Children are a gift from the Lord! From human perspective, becoming pregnant is normally as easy as falling off a log. But there are those who wish such was always the case; those who for one reason or another are experiencing barrenness, temporarily or permanently. Hannah was one woman who had been barren for a long time. She was one of two wives of a man named Elkanah in the Old Testament. The other wife was Peninnah, and she had borne to Elkanah many children, both sons and daughters.

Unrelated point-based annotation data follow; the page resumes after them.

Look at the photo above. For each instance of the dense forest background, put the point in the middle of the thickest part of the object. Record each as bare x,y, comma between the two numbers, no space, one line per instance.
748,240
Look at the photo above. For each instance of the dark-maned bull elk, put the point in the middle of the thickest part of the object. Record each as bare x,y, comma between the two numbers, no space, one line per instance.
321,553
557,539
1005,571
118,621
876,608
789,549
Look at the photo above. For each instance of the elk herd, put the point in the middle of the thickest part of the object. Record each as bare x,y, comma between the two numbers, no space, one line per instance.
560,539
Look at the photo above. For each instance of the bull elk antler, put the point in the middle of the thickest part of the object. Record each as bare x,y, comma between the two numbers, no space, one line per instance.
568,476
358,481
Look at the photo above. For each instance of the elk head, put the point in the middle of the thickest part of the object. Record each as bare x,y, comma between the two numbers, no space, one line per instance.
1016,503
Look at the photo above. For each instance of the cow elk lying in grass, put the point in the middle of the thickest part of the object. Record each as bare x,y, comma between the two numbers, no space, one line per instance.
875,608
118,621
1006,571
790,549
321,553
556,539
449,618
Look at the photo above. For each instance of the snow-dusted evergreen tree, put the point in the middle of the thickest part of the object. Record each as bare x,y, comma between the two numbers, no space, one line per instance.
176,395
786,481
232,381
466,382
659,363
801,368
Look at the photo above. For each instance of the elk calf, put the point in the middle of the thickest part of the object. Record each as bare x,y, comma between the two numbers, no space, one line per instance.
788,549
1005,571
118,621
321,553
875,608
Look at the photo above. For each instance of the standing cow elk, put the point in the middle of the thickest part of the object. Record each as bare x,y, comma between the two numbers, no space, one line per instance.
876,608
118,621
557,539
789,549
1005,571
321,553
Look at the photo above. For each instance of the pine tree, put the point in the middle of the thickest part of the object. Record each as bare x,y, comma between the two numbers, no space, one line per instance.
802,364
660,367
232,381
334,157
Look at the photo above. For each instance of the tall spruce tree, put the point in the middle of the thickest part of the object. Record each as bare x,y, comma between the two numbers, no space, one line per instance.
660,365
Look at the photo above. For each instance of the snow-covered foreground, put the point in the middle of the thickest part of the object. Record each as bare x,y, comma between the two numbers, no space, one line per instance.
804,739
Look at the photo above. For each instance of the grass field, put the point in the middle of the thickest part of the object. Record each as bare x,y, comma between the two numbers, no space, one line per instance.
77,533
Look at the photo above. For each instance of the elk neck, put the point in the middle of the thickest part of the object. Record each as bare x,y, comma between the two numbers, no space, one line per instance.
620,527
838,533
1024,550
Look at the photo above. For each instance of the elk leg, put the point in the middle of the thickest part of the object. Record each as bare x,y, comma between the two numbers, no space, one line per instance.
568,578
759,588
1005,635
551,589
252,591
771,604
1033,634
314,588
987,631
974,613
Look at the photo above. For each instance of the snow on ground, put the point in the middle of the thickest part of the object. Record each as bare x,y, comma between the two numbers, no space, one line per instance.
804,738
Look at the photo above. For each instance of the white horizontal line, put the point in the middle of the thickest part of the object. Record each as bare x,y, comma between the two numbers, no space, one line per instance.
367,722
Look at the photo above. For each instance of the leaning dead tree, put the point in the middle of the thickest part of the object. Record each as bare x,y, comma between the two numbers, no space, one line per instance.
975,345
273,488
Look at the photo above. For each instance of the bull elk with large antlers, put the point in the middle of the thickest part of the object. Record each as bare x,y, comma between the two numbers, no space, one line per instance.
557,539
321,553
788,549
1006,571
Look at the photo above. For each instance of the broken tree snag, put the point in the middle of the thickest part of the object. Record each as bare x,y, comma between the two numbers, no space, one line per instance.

Hannah herself was a devout believer who prayed earnestly and continuously to have a child, namely, a son. The Scripture tells us the Lord had closed Hannah’s womb. If He closed wombs, He likewise opened wombs. This passage in 1 Samuel teaches this truth very clearly. Peninnah had borne many children because her womb was opened by the Lord. Hannah had been unable to become pregnant; this also was the Lord’s doing.
Is this believable? I imagine there are many who say it is only a matter “of the birds and the bees. It is simply a biological matter which men and women and the working of their biological equipment accomplish on their own.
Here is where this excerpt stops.